Lecture 5: The Beatles: A Hard Day’s Night (1964) Examining Popular Music as Cultural Phenomenon

In lecture 5, we examined the cultural effect The Beatles had on British Society. The context related to the two themes, ‘consumption’ and the ‘culture industry’.
Popular music is ‘standardised’. Adorno in Storey (2003) points out that ‘standardisation’ extends from the most general features to the most specific ones.
Once a musical or lyrical pattern has proven successful, it is exploited to commercial exhaustion. Popular music promotes passive listening. The consumption of popular music is always passive, endless, repetitive and confirming the world ‘as it is’. Passive consumers buy DVDs, novels, CDs and videos. However, non-passive consumers create their own meanings of popular music.

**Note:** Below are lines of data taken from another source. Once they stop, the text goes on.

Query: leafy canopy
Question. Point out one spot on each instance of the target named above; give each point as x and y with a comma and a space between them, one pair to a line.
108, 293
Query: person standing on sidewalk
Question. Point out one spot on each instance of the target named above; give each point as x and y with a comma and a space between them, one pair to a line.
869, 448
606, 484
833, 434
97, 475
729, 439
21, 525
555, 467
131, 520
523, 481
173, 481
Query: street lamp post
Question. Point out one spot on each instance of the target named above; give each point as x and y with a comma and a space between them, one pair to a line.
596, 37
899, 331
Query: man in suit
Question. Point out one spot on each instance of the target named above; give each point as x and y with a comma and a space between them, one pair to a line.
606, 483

Storey (2003) suggests that popular music operates as ‘social cement’. Its ‘psychological function is to achieve that the consumers of popular music adjust to the mechanisms of present-day life. Consumption is an active process of day-to-day life.
The music industry is a capitalist industry therefore; industrial societies produce pop music, creating a technological phenomenon. The popular music industry is an all-consuming production line that creates mass produced and inferior commodities. The cultural industry compels consumers to buy commodities produced by the media industry; (buying CDs and DVDs of popular music for example, The Beatles).

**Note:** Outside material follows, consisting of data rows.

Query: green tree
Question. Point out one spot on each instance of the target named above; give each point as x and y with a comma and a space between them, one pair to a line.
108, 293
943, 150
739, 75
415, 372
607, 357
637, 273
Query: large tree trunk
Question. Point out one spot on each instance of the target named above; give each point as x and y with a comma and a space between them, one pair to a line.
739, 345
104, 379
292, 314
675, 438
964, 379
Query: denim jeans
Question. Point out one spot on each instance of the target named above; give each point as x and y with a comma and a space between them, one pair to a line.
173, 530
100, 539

Youth culture is seen as ‘structured irresponsibility’. In The Beatles, the opening scene of the train is an example of ‘structured irresponsibility’. In this film, we saw an authentic subculture colliding with an inauthentic, mass-produced mainstream or dominant culture.
Youth culture is a hybrid within mass-mediated consumer capitalism. Youth culture is a global phenomenon, a post-modern culture created by productive consumers.
Overall, consumption is an active, creative and productive process, concerned with pleasure, identity and the production of meaning.